Hours and hours I spend on finding, selecting, and defining fonts, paragraph style, margins, color selection, text alignment, you name it; no, they name it.
I stumble through mystery files, formats, palettes, color options, and text adjustments, failing to grasp the whole because of the endless options. All I want to do is put words in sentences, then in paragraphs, then in pages, and save them. Please, is this so difficult?
In stores, I search for books to explain the program, but the books are thicker than the 450- page manual. Frustration mounts. Again and again, I begin a series of steps, lose my way and cannot retrace my steps, or nothing happens when I click the mouse, or everything happens when I click the mouse, which I've renamed the rat.
My wife says, ``Call the help line.'' I call the help line. A recorded message gives me six options. I select No. 4 and hang up. Three days later I get a return call.
``Wha's the problem?'' asks a guy named Cecil.
``Where do I start?'' I mumble. ``I can't get the gizmo facilitator in applications to scroll in the blue-colored interface mode.''
``No problem,'' Cecil says. He guides me through three steps. Zingo, the gizmo is home free.
Two days later, I experience the ultimate crash: All words disappear. I have boxes, files, and modes on the screen, but no words in them. On this digital Serengeti Plain where words are supposed to be as abundant as zebras, I have eliminated the herd. Nothing I try restores them. No words. No zebras. All is white.

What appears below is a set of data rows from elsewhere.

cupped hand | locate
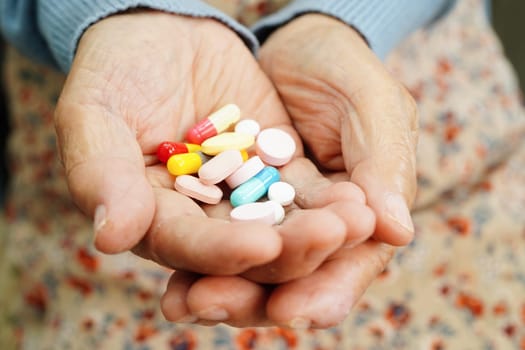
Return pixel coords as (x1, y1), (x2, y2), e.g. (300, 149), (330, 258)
(162, 14), (418, 328)
(260, 14), (418, 245)
(161, 159), (394, 328)
(55, 11), (373, 282)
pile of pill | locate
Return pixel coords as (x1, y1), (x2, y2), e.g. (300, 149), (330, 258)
(157, 104), (296, 225)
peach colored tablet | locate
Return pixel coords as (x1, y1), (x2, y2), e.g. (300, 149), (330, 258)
(175, 175), (222, 204)
(199, 149), (243, 185)
(226, 156), (264, 188)
(201, 132), (255, 156)
(230, 202), (275, 225)
(255, 128), (296, 166)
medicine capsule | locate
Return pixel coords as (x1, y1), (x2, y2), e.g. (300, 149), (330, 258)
(157, 141), (201, 163)
(166, 151), (210, 176)
(186, 104), (241, 145)
(230, 166), (281, 207)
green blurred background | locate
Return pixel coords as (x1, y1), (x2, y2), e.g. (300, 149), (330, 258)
(492, 0), (525, 91)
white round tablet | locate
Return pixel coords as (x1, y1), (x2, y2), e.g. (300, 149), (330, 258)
(268, 181), (295, 206)
(264, 201), (285, 225)
(230, 202), (275, 225)
(255, 128), (296, 166)
(235, 119), (261, 136)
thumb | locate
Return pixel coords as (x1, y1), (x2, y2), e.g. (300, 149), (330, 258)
(55, 100), (155, 254)
(342, 86), (418, 245)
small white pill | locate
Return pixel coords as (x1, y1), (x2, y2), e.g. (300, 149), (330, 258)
(268, 181), (295, 206)
(230, 202), (275, 225)
(265, 201), (285, 225)
(255, 128), (296, 166)
(235, 119), (261, 136)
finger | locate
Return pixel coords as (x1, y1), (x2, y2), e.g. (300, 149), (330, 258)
(243, 209), (346, 283)
(55, 100), (155, 253)
(187, 276), (269, 327)
(281, 159), (376, 247)
(133, 188), (282, 275)
(281, 158), (366, 209)
(160, 271), (198, 323)
(267, 241), (394, 328)
(342, 82), (417, 245)
(239, 159), (375, 283)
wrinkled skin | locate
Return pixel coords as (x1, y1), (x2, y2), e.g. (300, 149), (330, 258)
(55, 11), (412, 327)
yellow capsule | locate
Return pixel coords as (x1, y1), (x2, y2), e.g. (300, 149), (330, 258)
(186, 104), (241, 145)
(241, 149), (250, 162)
(201, 132), (255, 156)
(186, 143), (201, 152)
(166, 152), (210, 176)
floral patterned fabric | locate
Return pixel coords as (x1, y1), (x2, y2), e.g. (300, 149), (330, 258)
(0, 0), (525, 350)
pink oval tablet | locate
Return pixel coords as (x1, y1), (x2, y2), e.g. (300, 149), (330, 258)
(199, 149), (243, 185)
(230, 202), (275, 225)
(255, 128), (296, 166)
(226, 156), (264, 188)
(175, 175), (222, 204)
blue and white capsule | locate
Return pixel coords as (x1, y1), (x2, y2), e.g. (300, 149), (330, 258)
(230, 166), (281, 207)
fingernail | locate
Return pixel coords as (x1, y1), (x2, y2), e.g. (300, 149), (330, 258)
(175, 315), (199, 323)
(197, 306), (229, 321)
(386, 193), (414, 233)
(93, 204), (106, 236)
(289, 317), (312, 329)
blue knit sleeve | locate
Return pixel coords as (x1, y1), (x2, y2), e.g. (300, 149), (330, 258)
(252, 0), (455, 58)
(0, 0), (258, 72)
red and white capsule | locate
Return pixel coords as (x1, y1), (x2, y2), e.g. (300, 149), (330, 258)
(157, 141), (201, 163)
(186, 104), (241, 145)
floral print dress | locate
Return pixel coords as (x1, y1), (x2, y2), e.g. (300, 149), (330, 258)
(0, 0), (525, 350)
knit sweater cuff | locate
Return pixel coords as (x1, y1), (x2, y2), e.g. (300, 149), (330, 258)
(252, 0), (454, 58)
(38, 0), (259, 72)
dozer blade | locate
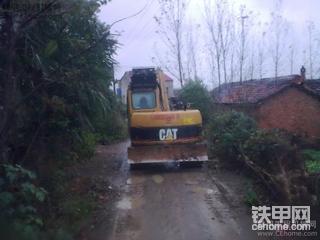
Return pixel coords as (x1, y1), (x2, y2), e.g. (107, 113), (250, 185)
(128, 143), (208, 164)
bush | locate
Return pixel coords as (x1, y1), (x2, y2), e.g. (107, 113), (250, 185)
(207, 111), (310, 203)
(303, 149), (320, 173)
(207, 111), (256, 164)
(180, 81), (212, 123)
(0, 164), (47, 240)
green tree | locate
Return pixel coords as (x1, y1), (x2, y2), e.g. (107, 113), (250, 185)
(0, 0), (123, 237)
(180, 81), (212, 123)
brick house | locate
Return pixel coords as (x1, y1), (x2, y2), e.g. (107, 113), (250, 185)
(212, 74), (320, 139)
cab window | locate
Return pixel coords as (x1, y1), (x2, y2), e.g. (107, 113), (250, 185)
(132, 92), (156, 109)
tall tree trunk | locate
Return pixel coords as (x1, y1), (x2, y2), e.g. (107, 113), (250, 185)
(0, 14), (17, 162)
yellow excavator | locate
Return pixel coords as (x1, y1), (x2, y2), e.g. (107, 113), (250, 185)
(127, 68), (208, 166)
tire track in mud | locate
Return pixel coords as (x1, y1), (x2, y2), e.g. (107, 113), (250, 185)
(111, 169), (255, 240)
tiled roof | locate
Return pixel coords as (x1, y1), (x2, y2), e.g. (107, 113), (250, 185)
(212, 75), (320, 104)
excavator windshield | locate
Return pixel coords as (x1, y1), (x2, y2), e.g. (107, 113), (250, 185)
(132, 91), (156, 109)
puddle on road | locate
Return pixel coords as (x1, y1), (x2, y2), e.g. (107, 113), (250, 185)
(152, 175), (163, 184)
(117, 198), (132, 210)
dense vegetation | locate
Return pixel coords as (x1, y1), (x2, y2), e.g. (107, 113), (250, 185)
(208, 111), (319, 204)
(180, 80), (212, 123)
(0, 0), (125, 239)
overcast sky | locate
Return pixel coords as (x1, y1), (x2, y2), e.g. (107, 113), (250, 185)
(99, 0), (320, 86)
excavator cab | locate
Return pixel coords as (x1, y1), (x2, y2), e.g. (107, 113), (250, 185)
(127, 68), (208, 165)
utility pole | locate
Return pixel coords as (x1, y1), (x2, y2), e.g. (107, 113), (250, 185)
(240, 7), (248, 84)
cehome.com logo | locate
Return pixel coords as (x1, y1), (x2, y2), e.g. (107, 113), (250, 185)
(251, 206), (316, 233)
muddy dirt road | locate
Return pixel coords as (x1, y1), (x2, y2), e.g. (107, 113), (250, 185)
(89, 143), (256, 240)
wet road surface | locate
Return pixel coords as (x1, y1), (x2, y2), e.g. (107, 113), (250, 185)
(107, 142), (256, 240)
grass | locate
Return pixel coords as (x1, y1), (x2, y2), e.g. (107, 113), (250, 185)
(302, 149), (320, 173)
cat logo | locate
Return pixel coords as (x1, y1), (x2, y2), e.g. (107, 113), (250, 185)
(159, 128), (178, 141)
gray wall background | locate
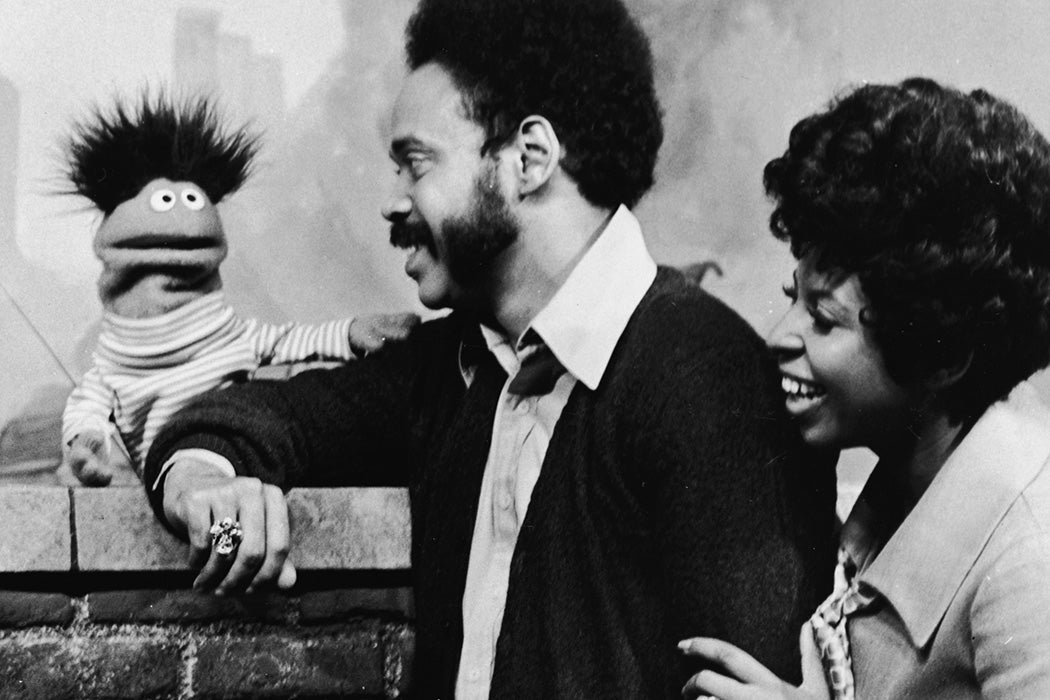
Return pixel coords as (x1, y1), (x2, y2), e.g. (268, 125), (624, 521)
(0, 0), (1050, 501)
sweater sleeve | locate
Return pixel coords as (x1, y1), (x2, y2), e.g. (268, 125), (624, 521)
(144, 319), (434, 519)
(641, 293), (835, 681)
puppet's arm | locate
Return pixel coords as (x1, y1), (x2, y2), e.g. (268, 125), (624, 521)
(253, 314), (419, 364)
(62, 367), (128, 486)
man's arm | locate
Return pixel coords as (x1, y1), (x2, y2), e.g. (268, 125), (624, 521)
(144, 325), (426, 592)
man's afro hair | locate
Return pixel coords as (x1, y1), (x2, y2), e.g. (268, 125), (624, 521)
(406, 0), (664, 208)
(66, 91), (258, 215)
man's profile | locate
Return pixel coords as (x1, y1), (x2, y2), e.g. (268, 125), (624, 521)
(147, 0), (834, 698)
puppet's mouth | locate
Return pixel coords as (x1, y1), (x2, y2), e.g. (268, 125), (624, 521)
(110, 233), (223, 251)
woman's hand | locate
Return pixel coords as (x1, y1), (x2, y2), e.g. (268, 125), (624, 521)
(678, 623), (831, 700)
(164, 459), (296, 595)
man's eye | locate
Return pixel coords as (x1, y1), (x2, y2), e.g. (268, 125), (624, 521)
(405, 156), (428, 177)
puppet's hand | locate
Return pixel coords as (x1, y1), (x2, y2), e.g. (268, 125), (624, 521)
(66, 430), (138, 486)
(350, 314), (419, 357)
(68, 430), (113, 486)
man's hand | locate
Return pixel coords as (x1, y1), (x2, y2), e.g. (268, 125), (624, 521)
(678, 623), (831, 700)
(66, 430), (138, 486)
(350, 314), (419, 357)
(164, 459), (296, 595)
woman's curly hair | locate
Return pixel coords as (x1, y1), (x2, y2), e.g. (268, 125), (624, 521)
(764, 79), (1050, 420)
(406, 0), (664, 209)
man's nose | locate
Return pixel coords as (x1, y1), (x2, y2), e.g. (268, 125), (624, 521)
(382, 188), (412, 221)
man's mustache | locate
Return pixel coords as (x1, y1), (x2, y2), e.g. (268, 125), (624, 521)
(391, 221), (434, 253)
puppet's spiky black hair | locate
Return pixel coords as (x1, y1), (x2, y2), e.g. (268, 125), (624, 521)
(66, 92), (258, 215)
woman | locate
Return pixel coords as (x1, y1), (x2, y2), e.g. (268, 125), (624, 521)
(681, 79), (1050, 700)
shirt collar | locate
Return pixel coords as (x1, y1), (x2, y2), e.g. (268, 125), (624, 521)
(842, 383), (1050, 649)
(529, 206), (656, 390)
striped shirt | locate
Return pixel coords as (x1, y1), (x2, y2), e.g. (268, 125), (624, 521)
(62, 291), (354, 475)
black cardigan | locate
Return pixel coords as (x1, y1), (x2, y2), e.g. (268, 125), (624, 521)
(145, 269), (835, 700)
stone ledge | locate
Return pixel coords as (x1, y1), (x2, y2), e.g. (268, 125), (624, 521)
(0, 486), (411, 572)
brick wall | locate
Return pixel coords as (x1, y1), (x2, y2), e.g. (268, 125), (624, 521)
(0, 486), (413, 700)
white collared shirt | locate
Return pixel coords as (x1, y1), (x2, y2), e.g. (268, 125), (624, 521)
(456, 207), (656, 700)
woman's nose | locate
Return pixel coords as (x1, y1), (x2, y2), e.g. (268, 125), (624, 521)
(765, 304), (805, 356)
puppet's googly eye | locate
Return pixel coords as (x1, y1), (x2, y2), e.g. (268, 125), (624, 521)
(182, 187), (204, 211)
(149, 190), (175, 212)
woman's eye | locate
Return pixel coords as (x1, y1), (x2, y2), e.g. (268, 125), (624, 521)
(810, 309), (835, 333)
(149, 189), (175, 212)
(182, 187), (205, 211)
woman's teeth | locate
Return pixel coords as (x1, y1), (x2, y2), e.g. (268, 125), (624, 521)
(780, 377), (825, 399)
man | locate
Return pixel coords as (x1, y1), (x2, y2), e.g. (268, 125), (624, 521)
(147, 0), (834, 698)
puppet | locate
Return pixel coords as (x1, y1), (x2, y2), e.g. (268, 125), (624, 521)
(62, 93), (419, 486)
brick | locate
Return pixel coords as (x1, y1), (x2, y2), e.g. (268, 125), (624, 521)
(288, 488), (412, 570)
(86, 590), (294, 623)
(71, 486), (188, 571)
(0, 591), (74, 628)
(380, 622), (416, 698)
(193, 629), (383, 698)
(72, 487), (412, 571)
(0, 486), (71, 572)
(0, 637), (77, 700)
(77, 635), (183, 699)
(299, 587), (414, 622)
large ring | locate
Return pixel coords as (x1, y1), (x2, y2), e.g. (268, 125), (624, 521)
(209, 517), (244, 556)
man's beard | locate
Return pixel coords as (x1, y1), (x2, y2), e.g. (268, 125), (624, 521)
(391, 162), (521, 287)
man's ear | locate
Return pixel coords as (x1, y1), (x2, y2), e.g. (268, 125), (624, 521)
(515, 114), (562, 198)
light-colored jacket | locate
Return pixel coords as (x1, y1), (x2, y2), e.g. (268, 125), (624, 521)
(843, 383), (1050, 700)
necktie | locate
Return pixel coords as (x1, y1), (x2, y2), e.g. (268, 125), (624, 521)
(810, 549), (874, 700)
(507, 337), (565, 396)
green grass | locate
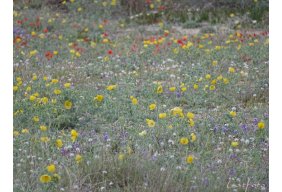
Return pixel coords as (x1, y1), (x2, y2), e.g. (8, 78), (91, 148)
(14, 1), (269, 192)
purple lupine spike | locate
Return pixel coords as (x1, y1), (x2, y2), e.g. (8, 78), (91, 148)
(103, 132), (109, 142)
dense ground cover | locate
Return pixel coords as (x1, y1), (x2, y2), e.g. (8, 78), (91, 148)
(13, 1), (268, 192)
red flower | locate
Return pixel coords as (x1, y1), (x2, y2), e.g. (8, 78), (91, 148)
(45, 51), (54, 60)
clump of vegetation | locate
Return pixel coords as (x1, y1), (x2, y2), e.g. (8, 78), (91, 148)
(13, 0), (269, 192)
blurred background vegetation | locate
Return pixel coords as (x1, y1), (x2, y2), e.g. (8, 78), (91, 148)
(14, 0), (269, 29)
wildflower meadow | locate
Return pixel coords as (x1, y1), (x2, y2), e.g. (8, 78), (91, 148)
(13, 0), (269, 192)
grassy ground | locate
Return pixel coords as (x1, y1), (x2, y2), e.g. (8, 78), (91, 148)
(13, 1), (268, 192)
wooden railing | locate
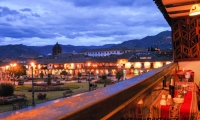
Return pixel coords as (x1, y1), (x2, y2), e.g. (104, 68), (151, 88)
(3, 63), (178, 120)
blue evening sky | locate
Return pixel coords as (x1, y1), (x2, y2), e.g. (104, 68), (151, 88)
(0, 0), (170, 46)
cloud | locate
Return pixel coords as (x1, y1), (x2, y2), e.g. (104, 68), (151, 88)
(0, 0), (170, 45)
(21, 8), (32, 12)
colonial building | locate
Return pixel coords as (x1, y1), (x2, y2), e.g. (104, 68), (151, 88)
(1, 43), (173, 77)
(82, 48), (147, 57)
(52, 42), (62, 55)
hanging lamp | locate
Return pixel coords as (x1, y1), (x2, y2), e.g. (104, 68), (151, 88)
(189, 4), (200, 16)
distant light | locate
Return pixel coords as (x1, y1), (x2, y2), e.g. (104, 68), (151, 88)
(189, 4), (200, 16)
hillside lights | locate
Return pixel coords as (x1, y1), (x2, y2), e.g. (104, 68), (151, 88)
(189, 4), (200, 16)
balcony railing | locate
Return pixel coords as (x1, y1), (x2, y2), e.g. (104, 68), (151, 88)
(3, 63), (178, 120)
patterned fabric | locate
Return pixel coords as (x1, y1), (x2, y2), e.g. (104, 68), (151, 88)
(149, 82), (198, 120)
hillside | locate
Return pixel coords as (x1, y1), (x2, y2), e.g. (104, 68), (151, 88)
(0, 31), (172, 58)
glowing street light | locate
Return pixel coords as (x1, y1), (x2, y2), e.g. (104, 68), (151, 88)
(10, 63), (17, 85)
(31, 62), (35, 106)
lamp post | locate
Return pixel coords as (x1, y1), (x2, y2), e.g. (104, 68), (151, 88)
(10, 63), (16, 85)
(31, 62), (35, 106)
(88, 72), (91, 91)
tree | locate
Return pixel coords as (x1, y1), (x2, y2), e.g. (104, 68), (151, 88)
(60, 70), (68, 76)
(78, 72), (82, 82)
(101, 74), (107, 80)
(47, 74), (51, 87)
(116, 70), (123, 82)
(13, 64), (26, 77)
(40, 72), (44, 79)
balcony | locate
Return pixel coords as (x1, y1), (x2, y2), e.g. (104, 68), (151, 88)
(3, 63), (178, 120)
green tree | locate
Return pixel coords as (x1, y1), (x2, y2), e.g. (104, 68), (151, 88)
(116, 70), (123, 82)
(60, 70), (69, 80)
(13, 64), (26, 77)
(47, 74), (51, 87)
(40, 72), (44, 79)
(78, 72), (82, 82)
(101, 74), (107, 80)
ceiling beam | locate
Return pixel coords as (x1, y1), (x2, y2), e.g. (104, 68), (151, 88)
(168, 10), (190, 14)
(164, 0), (200, 8)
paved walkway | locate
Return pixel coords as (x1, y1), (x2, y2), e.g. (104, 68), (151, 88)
(0, 94), (76, 120)
(0, 75), (133, 120)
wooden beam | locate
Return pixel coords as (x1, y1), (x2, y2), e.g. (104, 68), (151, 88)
(164, 1), (200, 8)
(168, 10), (190, 14)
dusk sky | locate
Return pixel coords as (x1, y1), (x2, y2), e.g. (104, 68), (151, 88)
(0, 0), (171, 46)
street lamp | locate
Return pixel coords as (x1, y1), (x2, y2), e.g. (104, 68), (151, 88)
(31, 62), (35, 106)
(88, 72), (91, 91)
(10, 63), (16, 85)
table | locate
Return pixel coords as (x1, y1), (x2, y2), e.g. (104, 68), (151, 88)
(171, 70), (194, 82)
(149, 82), (198, 120)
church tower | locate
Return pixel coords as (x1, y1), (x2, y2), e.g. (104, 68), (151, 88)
(52, 42), (62, 55)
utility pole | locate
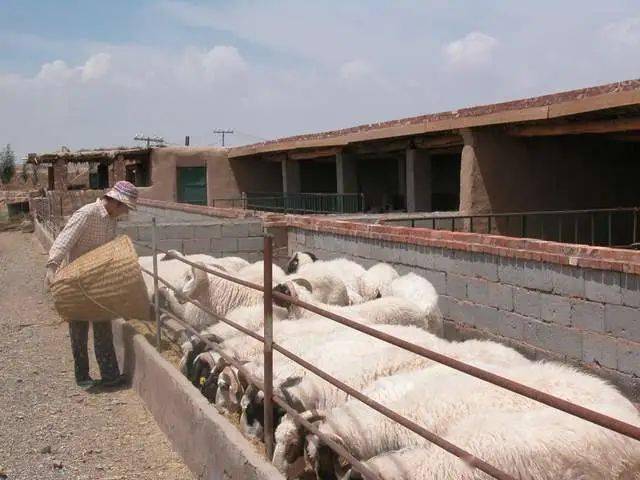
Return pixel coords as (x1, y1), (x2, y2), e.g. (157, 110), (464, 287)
(213, 128), (233, 147)
(133, 133), (164, 148)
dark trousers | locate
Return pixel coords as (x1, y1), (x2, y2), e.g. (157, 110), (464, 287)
(69, 321), (120, 381)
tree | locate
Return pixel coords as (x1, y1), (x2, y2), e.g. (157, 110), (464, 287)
(20, 163), (29, 185)
(0, 144), (16, 185)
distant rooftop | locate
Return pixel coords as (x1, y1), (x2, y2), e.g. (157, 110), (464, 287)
(229, 79), (640, 157)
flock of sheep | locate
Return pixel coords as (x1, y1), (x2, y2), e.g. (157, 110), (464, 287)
(140, 252), (640, 480)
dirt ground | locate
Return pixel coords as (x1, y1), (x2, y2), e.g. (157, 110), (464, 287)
(0, 232), (194, 480)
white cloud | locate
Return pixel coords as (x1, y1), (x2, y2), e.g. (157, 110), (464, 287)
(0, 0), (640, 161)
(340, 59), (373, 81)
(443, 32), (498, 69)
(36, 60), (75, 84)
(80, 53), (111, 82)
(200, 45), (248, 80)
(602, 17), (640, 47)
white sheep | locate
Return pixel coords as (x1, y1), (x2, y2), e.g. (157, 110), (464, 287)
(286, 252), (366, 305)
(358, 263), (399, 301)
(286, 252), (318, 274)
(388, 272), (442, 322)
(160, 250), (250, 272)
(282, 340), (532, 471)
(274, 282), (429, 330)
(307, 355), (637, 478)
(360, 405), (640, 480)
(237, 260), (286, 285)
(241, 325), (448, 442)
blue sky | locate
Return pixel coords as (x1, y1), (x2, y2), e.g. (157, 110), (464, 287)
(0, 0), (640, 159)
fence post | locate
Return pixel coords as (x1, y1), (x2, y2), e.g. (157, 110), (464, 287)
(151, 217), (162, 351)
(263, 235), (274, 459)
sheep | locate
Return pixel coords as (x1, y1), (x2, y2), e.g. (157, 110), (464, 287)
(286, 252), (366, 305)
(388, 272), (441, 320)
(282, 340), (532, 471)
(236, 260), (286, 285)
(274, 282), (429, 330)
(181, 264), (276, 329)
(286, 252), (318, 274)
(358, 263), (399, 301)
(241, 325), (448, 444)
(281, 262), (360, 305)
(308, 358), (634, 478)
(356, 405), (640, 480)
(178, 304), (287, 385)
(160, 250), (249, 272)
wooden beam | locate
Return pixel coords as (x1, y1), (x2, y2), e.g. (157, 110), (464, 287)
(507, 118), (640, 137)
(287, 147), (342, 160)
(607, 132), (640, 142)
(414, 135), (464, 149)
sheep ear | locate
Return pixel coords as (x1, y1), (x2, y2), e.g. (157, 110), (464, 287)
(191, 262), (209, 284)
(291, 278), (313, 292)
(300, 409), (327, 423)
(160, 250), (180, 262)
(280, 376), (302, 389)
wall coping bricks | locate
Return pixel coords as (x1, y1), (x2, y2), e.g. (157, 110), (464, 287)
(138, 198), (268, 218)
(276, 215), (640, 274)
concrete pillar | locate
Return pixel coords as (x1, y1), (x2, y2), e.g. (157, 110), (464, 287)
(336, 152), (358, 193)
(53, 159), (68, 192)
(281, 158), (300, 193)
(405, 148), (431, 212)
(397, 155), (407, 208)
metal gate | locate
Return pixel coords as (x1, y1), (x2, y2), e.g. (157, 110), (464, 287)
(177, 167), (207, 205)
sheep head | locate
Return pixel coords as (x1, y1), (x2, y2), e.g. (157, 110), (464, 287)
(273, 278), (313, 311)
(272, 409), (326, 478)
(215, 366), (246, 413)
(190, 352), (214, 392)
(176, 262), (209, 303)
(160, 250), (182, 262)
(304, 432), (350, 480)
(286, 252), (318, 275)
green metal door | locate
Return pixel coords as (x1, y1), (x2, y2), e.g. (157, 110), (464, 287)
(177, 167), (207, 205)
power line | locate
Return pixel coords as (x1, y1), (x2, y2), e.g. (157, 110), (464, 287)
(213, 128), (233, 147)
(133, 133), (164, 148)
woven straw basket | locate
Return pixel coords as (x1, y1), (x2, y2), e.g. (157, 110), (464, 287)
(51, 235), (149, 322)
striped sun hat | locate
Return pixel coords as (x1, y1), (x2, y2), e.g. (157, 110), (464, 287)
(104, 180), (138, 210)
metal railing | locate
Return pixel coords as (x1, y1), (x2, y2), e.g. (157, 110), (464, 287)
(134, 226), (640, 480)
(246, 192), (365, 214)
(378, 207), (640, 248)
(31, 197), (64, 237)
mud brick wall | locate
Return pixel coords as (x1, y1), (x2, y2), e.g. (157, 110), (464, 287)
(118, 205), (264, 262)
(287, 217), (640, 398)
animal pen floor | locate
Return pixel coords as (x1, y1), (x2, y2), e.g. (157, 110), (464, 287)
(0, 232), (194, 480)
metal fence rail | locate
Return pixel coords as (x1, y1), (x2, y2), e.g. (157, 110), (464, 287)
(379, 207), (640, 248)
(246, 192), (365, 214)
(135, 228), (640, 480)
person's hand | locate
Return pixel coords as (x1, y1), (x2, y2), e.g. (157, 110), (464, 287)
(44, 265), (57, 292)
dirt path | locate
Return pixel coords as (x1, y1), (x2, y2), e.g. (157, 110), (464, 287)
(0, 232), (194, 480)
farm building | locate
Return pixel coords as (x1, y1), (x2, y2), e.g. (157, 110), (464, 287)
(32, 80), (640, 218)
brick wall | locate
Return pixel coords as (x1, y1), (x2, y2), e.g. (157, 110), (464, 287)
(47, 190), (104, 216)
(287, 217), (640, 398)
(118, 205), (263, 262)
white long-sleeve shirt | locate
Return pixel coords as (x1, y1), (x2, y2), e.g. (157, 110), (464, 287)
(47, 198), (116, 267)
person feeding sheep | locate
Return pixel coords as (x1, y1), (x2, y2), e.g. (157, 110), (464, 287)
(45, 181), (138, 388)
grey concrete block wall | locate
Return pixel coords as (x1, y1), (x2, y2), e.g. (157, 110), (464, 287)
(118, 217), (264, 262)
(288, 228), (640, 399)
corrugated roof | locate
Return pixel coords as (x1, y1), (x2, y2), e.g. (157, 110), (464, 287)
(229, 79), (640, 157)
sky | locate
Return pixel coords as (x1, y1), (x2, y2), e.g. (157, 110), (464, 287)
(0, 0), (640, 161)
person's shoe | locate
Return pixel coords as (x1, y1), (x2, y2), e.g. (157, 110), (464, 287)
(76, 377), (96, 390)
(99, 374), (127, 388)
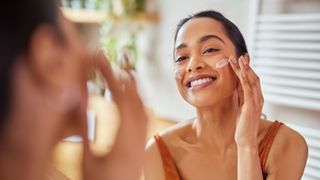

I call Cecil. He suggests a number of corrective moves. All fail. More suggestions. All fail. ``Just a minute,'' he says and disappears for a few minutes. He returns. ``Okay,'' he says. ``Try this, this, and this.''
Obedient to a fault, I do all three in the proper sequence. No words. Cecil exhales. ``Okay,'' he says, laughing. ``Do you know what you did? This is a first,'' he says, laughing, ``a first.''
``What did I do?'' I ask.
``You created white words on a white background.''
That's not funny now, maybe later.
``There is nothing in the manual that says that can be done,'' I shout, ``or nothing that says if you do it, here's how to correct it.''
``Well,'' Cecil says, ``now you know.''
With three strategic clicks of the mouse, the words return, like zebras.
Cecil accepts my thanks, but I tell him he probably hasn't heard the last of me. ``No problem,'' he says, still laughing.